J’ai hésité. Je savais que ce serait un roman de Susan Minot, mais fallait-il choisir « La vie secrète de Lilian Eliot » ou plutôt « Crépuscule »? Et puis m’est revenue cette phrase, « tu ne verras pas les feuilles jaunir cette année », qui à chaque fois me plonge dans la même tristesse. Une condamnation que prononce le médecin d’Ann, alors que son cancer arrive en phase terminale. En neuf mots, tout est dit. On connaît déjà la fin de l’histoire, mais ce que l’on ignore en revanche, c’est tout ce qui s’est passé avant. Une odeur et une sensation, celles d’un petit coussin rempli d’aiguilles de pin, serviront de détonateur aux souvenirs, et au roman, puisque ce n’est pas l’agonie d’une vieille femme que nous raconte Susan Minot dans « Crépuscule », mais bien, comme l’écrit Daniel Arsand dans « Le Magazine littéraire », l’une des plus belles histoires d’amour de ces dernières décennies.
Mais revenons en deux mots sur l’auteure. Susan Minot est née le 7 décembre 1956 à Boston. Son premier livre, « Mouflets », paru en 1986, remporta l’année suivante le prix Femina étranger. Elle écrivit encore trois autres romans (dont notre sublime « Crépuscule ») et un recueil de nouvelles, c’est tout.
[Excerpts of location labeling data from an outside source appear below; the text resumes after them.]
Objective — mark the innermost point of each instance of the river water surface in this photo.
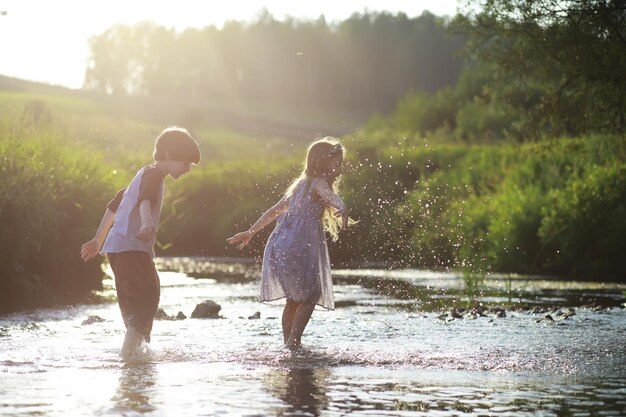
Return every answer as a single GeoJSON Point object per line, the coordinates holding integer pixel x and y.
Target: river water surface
{"type": "Point", "coordinates": [393, 347]}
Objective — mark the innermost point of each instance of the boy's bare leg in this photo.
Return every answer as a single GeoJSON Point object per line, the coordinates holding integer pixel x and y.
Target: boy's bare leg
{"type": "Point", "coordinates": [301, 319]}
{"type": "Point", "coordinates": [288, 316]}
{"type": "Point", "coordinates": [132, 341]}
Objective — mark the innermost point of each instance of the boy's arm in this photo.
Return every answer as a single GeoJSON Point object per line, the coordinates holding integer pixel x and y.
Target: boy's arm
{"type": "Point", "coordinates": [90, 249]}
{"type": "Point", "coordinates": [269, 216]}
{"type": "Point", "coordinates": [147, 232]}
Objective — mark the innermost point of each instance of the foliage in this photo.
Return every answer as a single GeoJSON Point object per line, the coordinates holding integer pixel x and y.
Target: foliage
{"type": "Point", "coordinates": [51, 196]}
{"type": "Point", "coordinates": [569, 57]}
{"type": "Point", "coordinates": [365, 62]}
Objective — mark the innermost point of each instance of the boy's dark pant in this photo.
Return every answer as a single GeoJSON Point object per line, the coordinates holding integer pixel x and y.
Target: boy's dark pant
{"type": "Point", "coordinates": [138, 289]}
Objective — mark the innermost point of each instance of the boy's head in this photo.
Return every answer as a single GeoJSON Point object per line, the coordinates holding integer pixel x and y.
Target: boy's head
{"type": "Point", "coordinates": [176, 144]}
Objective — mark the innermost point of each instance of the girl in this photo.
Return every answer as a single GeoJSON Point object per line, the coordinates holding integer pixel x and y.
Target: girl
{"type": "Point", "coordinates": [295, 262]}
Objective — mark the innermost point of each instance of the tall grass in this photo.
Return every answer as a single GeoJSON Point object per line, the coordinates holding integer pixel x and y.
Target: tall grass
{"type": "Point", "coordinates": [51, 197]}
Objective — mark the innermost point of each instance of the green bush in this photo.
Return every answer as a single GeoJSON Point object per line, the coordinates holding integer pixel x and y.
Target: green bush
{"type": "Point", "coordinates": [51, 198]}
Son dernier texte a été publié en 2003, et depuis plus rien. A la suite d’un chagrin d’amour, elle aurait fait une dépression, qui aurait tari son inspiration. Est-ce vrai? Cela ressemble à du Susan Minot en tout cas.
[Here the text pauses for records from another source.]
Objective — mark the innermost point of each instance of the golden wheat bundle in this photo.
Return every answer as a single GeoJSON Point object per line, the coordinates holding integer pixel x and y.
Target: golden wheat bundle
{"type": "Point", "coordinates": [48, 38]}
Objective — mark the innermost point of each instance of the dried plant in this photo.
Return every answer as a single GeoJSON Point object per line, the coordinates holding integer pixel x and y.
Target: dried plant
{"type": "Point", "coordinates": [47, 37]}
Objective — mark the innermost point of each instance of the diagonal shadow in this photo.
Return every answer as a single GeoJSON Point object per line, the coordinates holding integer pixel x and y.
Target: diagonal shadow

La famille d’Ann se trouve à son chevet, mais la malade est à des années lumière de cet instant, à des centaine de miles de cette chambre. La voici de retour en juillet 1954, au mariage d’une amie. Elle va y rencontrer l’homme de sa vie qui ne la partagera pourtant jamais: Harris Arden, un médecin. Toute son existence va être imprégnée de ces trois jours qu’ils auront passé ensemble. Lui devra repartir, épouser la fiancée qui l’attend à Boston. Elle, enchaînera les mariages, aura des enfants, mais regrettera inlassablement celui qui fut son unique amour. Comme toujours chez Susan Minot, les sentiments comme les existences sont baignés d’une nostalgie poignante. De regrets de ce qui aurait pu être si le destin en avait décidé autrement. Pourtant, au moment de basculer dans la mort, l’héroïne va enfin se réconcilier avec sa vie. Car si pour Susan Minot, la nostalgie est toujours ce qu’elle était, le désespoir en revanche peut se révéler moins définitif que ce que l’on aurait pu imaginer.